Point Cloud Classification Datasets?

Attempt #4.

15 million points, classified in ~6 minutes on a scrappy laptop.


Very cool.

What classes are being used? LAS/ASPRS normal ones?

The addition of Eye Dome Lighting helps legibility a ton, too.

Ground, vegetation, buildings and vehicles (the last one is not LAS/ASPRS).


Looking great!


Attempt #5 with the addition of local smoothing:


Attempt #6 with more training data, better features, memory efficiency tweks:

Updated repository with new name: GitHub - uav4geo/OpenPointClass: Fast and memory efficient semantic segmentation of 3D point clouds

15 million points classified in 1 minute, 30 seconds on the same scrappy 4-core laptop (which blows out of the water anything else out there AFAIK).

1 Like

A few more screenshots:


I’ve published the model on the GitHub page so others might play with it.

To be noted that this was trained using a very small number (2) of datasets, so I would expect large improvements to be gained by creating more high quality training data.


Looks cool! Addinng to and hopefully not repeating what @vonnonn said - what about adding some geometric feature analysis? for example flatness, curvature… the model is inferring those things anyway from training data :slight_smile:

can we use point neighbourhood geometic characteristics and color values to infer shapeness of things and label them? (an old example: point-cloud-processing-static ) PDAL, again, has many filters which can be chained up to do things like this. My experience with filters.covariancefeatures is that processing big dense point clouds is a sit back and wait affair :slight_smile:


It does all of that, but faster and using multiple scales. OpenPointClass/features.hpp at main · uav4geo/OpenPointClass · GitHub

This is not a neural network; it’s a random forest classifier, with well-defined features, mostly parameter-free that is able to generalize to different point densities and scenes. The features are extracted from a multi-scale pyramid, which uncover details that cannot be captured at single scale.

In short, suitable for automated workflows like ODM.


Maybe a bit late in the discussion but if you are looking for datasets how about the (complete) Netherlands :wink:

The Dutch government provides lidar datasets (.las / .laz) as open data.
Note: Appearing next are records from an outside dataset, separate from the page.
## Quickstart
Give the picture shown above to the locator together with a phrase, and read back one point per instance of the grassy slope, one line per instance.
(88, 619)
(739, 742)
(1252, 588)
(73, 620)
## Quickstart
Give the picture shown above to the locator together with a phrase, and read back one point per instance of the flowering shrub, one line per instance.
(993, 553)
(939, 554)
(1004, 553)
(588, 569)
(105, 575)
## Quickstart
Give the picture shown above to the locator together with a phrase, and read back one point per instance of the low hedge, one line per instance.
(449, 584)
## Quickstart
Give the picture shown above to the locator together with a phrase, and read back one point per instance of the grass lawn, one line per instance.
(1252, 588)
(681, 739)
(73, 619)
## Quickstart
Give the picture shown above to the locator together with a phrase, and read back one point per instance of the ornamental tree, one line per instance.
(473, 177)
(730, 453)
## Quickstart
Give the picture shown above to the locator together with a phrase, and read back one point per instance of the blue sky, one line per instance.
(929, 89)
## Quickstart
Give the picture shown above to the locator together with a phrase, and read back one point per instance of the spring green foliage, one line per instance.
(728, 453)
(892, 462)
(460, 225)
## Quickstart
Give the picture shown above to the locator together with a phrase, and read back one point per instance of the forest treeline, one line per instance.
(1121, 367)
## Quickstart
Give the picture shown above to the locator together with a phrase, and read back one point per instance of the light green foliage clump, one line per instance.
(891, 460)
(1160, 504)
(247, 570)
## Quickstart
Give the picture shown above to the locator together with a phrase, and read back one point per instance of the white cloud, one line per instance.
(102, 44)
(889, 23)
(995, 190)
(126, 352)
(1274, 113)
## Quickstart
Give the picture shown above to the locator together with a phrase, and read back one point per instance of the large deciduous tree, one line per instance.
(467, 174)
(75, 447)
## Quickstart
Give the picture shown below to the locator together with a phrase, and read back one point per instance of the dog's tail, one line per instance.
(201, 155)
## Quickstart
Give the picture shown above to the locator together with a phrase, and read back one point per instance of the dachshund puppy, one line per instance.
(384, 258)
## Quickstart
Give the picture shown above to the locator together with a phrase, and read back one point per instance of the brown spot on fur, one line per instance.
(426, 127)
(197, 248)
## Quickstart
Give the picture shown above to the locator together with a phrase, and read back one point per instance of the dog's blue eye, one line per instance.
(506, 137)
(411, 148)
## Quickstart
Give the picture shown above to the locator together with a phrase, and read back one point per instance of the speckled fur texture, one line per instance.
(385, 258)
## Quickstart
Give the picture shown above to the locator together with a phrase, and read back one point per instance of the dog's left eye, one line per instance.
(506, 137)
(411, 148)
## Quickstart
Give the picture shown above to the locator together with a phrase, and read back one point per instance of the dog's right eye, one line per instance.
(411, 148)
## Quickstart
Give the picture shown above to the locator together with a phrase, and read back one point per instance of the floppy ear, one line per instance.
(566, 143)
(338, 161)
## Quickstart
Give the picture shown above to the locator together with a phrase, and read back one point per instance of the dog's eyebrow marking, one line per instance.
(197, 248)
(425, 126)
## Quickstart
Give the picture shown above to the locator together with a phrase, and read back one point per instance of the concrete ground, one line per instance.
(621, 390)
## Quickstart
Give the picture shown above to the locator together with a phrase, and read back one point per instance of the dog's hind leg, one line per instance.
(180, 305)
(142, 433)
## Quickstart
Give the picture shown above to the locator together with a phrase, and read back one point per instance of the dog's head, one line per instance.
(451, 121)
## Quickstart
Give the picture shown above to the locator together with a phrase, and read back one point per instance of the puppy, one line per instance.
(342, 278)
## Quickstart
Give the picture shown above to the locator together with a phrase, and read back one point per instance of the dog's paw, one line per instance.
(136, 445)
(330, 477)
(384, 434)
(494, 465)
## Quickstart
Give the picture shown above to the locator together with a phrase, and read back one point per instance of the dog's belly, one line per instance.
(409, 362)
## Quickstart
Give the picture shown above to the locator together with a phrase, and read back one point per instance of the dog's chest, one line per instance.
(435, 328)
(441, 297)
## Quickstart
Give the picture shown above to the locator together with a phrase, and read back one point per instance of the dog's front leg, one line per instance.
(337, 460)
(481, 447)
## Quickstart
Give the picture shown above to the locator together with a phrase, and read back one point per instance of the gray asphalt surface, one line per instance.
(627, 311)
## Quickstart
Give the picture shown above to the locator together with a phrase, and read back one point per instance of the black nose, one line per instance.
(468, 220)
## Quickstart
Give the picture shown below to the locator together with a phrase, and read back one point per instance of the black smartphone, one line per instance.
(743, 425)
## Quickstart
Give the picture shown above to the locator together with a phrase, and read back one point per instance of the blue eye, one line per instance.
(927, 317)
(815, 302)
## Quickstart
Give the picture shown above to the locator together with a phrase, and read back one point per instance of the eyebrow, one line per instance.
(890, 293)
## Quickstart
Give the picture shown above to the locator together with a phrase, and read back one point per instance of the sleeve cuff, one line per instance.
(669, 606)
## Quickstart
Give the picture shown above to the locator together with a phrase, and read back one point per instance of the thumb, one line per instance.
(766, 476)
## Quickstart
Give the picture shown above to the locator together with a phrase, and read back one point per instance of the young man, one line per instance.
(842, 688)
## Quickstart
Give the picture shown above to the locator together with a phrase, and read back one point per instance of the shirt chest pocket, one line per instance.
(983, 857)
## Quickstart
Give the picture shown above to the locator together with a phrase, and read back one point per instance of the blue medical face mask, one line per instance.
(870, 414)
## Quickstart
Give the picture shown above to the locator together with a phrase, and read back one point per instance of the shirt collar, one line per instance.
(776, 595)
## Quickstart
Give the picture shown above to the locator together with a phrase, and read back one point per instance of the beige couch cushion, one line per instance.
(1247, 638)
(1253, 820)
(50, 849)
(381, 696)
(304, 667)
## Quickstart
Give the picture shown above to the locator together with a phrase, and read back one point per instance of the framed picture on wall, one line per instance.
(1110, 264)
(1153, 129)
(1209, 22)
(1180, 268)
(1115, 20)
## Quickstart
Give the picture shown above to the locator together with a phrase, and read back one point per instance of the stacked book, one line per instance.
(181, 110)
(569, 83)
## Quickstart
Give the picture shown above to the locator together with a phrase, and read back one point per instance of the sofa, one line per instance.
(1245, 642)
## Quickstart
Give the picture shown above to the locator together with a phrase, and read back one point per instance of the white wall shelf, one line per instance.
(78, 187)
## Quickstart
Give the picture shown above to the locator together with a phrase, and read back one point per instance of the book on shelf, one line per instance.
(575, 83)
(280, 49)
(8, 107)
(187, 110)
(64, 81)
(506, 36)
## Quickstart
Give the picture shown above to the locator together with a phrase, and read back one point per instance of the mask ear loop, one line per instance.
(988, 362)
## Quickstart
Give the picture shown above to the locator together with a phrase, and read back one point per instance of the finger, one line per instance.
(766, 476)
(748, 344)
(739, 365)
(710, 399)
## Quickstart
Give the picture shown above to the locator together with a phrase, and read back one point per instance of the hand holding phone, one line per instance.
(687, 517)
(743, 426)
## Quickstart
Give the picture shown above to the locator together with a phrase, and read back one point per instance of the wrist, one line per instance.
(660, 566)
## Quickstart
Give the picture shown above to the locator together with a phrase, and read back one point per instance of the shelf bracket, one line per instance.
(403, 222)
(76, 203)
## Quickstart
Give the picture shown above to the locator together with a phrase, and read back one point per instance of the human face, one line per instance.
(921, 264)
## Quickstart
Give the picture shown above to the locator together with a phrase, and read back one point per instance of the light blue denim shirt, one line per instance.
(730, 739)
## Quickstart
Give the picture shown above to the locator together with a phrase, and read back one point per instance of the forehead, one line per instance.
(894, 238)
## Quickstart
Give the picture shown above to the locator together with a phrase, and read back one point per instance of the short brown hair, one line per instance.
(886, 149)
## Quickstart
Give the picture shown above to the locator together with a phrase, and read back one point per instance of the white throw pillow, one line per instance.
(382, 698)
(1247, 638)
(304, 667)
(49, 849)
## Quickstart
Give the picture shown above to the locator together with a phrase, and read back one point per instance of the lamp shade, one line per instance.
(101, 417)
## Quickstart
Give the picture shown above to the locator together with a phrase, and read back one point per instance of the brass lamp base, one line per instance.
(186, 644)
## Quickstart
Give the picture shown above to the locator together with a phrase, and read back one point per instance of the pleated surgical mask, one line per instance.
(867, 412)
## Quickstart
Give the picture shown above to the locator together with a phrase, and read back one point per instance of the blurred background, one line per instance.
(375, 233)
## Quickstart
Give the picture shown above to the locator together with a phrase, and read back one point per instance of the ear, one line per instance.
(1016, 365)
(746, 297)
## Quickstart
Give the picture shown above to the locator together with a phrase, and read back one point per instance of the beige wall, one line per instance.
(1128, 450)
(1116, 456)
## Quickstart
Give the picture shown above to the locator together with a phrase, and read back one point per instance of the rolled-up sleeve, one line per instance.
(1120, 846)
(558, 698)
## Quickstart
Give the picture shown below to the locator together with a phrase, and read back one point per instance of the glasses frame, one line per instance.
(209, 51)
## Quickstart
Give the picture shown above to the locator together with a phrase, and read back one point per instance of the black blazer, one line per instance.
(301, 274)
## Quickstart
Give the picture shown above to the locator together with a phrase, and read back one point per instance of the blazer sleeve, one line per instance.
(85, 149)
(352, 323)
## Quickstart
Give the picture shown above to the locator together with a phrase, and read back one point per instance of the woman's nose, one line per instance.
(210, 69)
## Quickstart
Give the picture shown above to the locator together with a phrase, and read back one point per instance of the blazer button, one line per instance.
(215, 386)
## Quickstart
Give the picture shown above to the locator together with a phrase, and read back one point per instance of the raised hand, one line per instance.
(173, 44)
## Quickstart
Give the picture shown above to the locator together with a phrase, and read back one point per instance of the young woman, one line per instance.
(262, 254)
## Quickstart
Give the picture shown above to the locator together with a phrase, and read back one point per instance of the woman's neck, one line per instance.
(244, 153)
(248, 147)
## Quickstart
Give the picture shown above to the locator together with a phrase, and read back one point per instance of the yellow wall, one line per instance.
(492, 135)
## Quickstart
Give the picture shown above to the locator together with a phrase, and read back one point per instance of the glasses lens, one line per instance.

The AHN4 (Actueel Hoogtebestand Nederland roughly translated as Recent Heightfile Netherlands) also has Classifications and is colorgraded with RGB colors.


  1. Go to Geotiles.nl
    2a) Zoom in to a certain level and click on a tile (files are usually 4GB)
    2b) Zoom a bit further and you can download smaller tiles and click on a tile (Files are usually 300mb)
  2. Download the AHN4 laz file


I tried one of these laz files in Potree viewer and I was surprised the pointcloud had classes. It seems only the class buildings is working, but hope it helps your question.

without buildings

only buildings


The issue with the Geotiles.nl datasets is that they have not been manually classified (?)

They do not differentiate between buildings, vegetation, etc.

Maybe I just picked a “bad” tile, as the screenshot you showed seemed to have buildings classified separately from vegetation.

Edit: higher resolution tiles seem to have the proper building classification. :tada:


In CloudCompare there’s a function where you can calculate a value for every point depending on the relation to adjacent points. Like if it’s part of flat surface it gets a high number. I use that to decimate clouds.

There’s also a function for separating non-ground objects and ground.

I wonder if there’s something in there that can give you some clues on how to go further in your quest. It’s open source so maybe you can find some code.

1 Like

Attempt #7 with yet more training data, better sampling strategies and parameter tweaks:


Attempt #8 using gradient boosted trees instead of random forest:


And finally, the result of completely automated classification (SMRF + OpenPointClass) as integrated in ODM:

With ground, vegetation and buildings mostly correctly classified (~14% error).

Vehicles and other gray points in the screenshot above are “unclassified” points (hopefully soon we’ll train more powerful models that can differentiate more classes, more reliably).

Enabled via --pc-classify (as usual, nothing changed).


Some misclassification (highlighted) still expected, but as more training data is added I expect these results to improve.


It would also be interesting to apply regularization via graph cuts as it’s implemented in CGAL, although I suspect performance could suffer significantly and I’m not sure it’d be worth it in the end.

1 Like

This is brilliant work!

So can we support this by tracking down more classified point cloud datasets?
We can also maybe provide some high end compute if that’s of use to you

1 Like

Yes; I’ll have a central repository for community contributions opened soon.

The classifier is actually pretty efficient both memory wise and speed wise, so doesn’t require a whole lot of computing power (that said, we’ll see…)


This topic was automatically closed 30 days after the last reply. New replies are no longer allowed.